Outcomes in propensity-matched coronary reoperations
Patients undergoing coronary reoperations represent a subgroup of patients who are reported to be at increased risk of postoperative morbidity and mortality.24-26 The preoperative risk profile for patients undergoing coronary reoperations has been typified by patients who are more frequently male, with more left ventricular dysfunction, with a greater Canadian Cardiovascular Society symptom class, and who present more commonly for urgent surgery compared with patients undergoing primary CABG.26 In particular, female gender has been reported to be an independent predictor of increased postoperative mortality after reoperative CABG. Aidala and colleagues,24 in a small retrospective study, reported an 11.4% mortality for patients undergoing reoperative CABG versus a 3.2% mortality for patients undergoing primary operations. They reported that female gender was a risk factor for postoperative mortality. Weintraub and colleagues,25 from their database of 2030 coronary reoperations, reported that female gender was correlated with in-hospital death both in the univariable and multivariable analyses. Although Yau and colleagues26 did not report female gender to be an independent predictor of postoperative mortality in 1230 patients undergoing reoperative CABG, they reported that it was an independent predictor of postoperative low cardiac output syndrome. We report that among the propensity-matched pairs undergoing coronary reoperations, women have a lower postoperative mortality compared with similarly matched men.

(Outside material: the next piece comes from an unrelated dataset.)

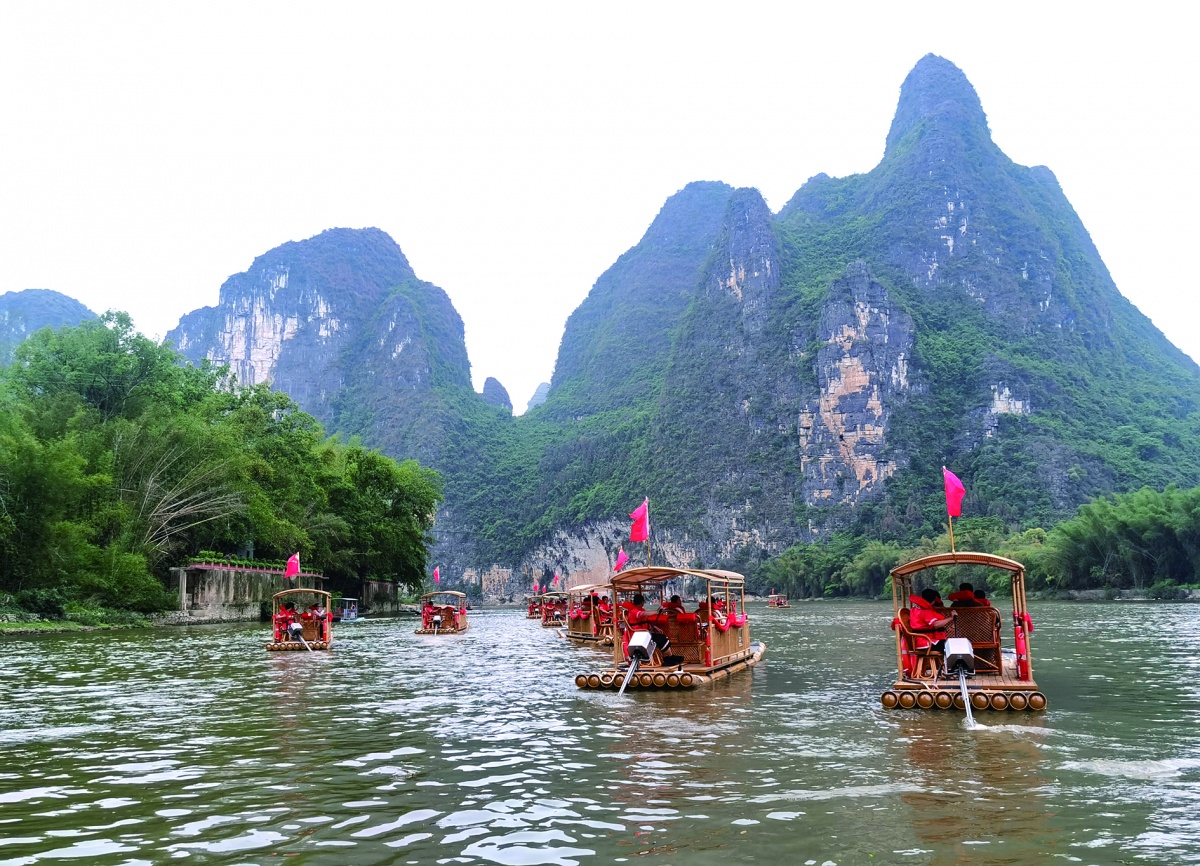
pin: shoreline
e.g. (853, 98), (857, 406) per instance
(7, 589), (1200, 638)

Postoperative morbidity was similar among well-matched women and men undergoing coronary reoperations.
Limitations
One of the limitations of this observational investigation was that there may have been unmeasured confounding variables that impacted the propensity matching of women and men who underwent CABG. In addition, the amount of anesthetic medications administered intraoperatively was not a measured variable. The omission of this information may have impacted the findings of gender differences in the duration of postoperative ventilatory support observed in this investigation. Furthermore, we did not record data on all "processes of care" in the operating room. For example, complications from repeat sternotomy, such as graft excision or right ventricular damage, were not recorded variables. This lack of information may have influenced the observed gender differences in postoperative mortality for the propensity-matched patients who underwent reoperative CABG.